En la arena de la democracia debería batirse el espíritu libre contra el peligro tiránico de las ideologías que quieren proscribir para siempre al individuo, esa minúscula y bellísima patria. La auténtica patria. Pero lo que se ve es otra cosa: una gavilla de redentores hostigando la parcela única y particular del yo. Todavía más: es ese mismo tribunal de acusaciones que, bajo la premisa refrita de la libertad de opinión, censura la discrepancia. En resumidas cuentas: la mitad de la corte adula al rey mientras la otra mitad persigue a los que se le oponen. Una catástrofe de masas.
Así, la democracia de los democrateros nos está regresando a la admiración sumisa de las sombras divinas. Creyendo que la causa que defienden es grata a los dioses y la de los otros a Catón, el guardián del purgatorio de Dante, creyendo que esa causa es la justa, digo, reeditan las iras del fascismo y ponderan el odio como una categoría más de la ciencia política. Son los mosqueteros de un superhombre (no el de Nietzsche, claro) contemporizador, charlatán, fiel a sí mismo, que posa en un bando y sirve al contrario. Ni hablar de la caterva que se esfuma plácidamente detrás del escritorio público a fustigar desde las redes sociales a todos los que caminan la honrosa senda de la indiferencia. Son mansos corderos bajo la piel del quebrantainstituciones, pero devengando de la institución misma. Tal vez esos sean los peores.
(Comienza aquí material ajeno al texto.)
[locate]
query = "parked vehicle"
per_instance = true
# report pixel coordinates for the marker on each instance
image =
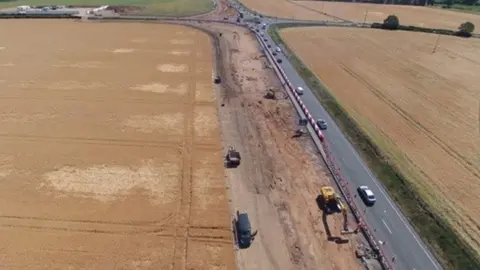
(243, 229)
(322, 124)
(367, 195)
Lo paradójico es que esos aduladores suelen ser los primeros en abjurar, sea de la causa o del héroe; como sucedió con Napoleón, que le rindieron plegaria a su espada hasta la víspera de Waterloo, y abominaron de ella cuando ya los cascos de las bestias enemigas habían desfigurado la cara de los soldados franceses. Por eso no hay que llevar a ningún héroe en el corazón. Ni atar el destino individual a preceptos abstractos del ropavejero de la redención social. La suerte está echada: nuestro destino es trágico porque somos, irreparablemente, individuos. No busquemos anularnos del cosmos y volvernos una masa amorfa, nada más incauto que eso.
Además, ya va siendo hora de acabar cualquier esperanza de que este mierdero cambie. Renunciemos al grado de capitán del buque patriótico, seamos los primeros en abandonar la nave en caso de naufragio. Un navegante de Calarcá se confesó con mejores palabras: “Sería absurdo arriesgar esta única vida por el espejismo de un ideal”.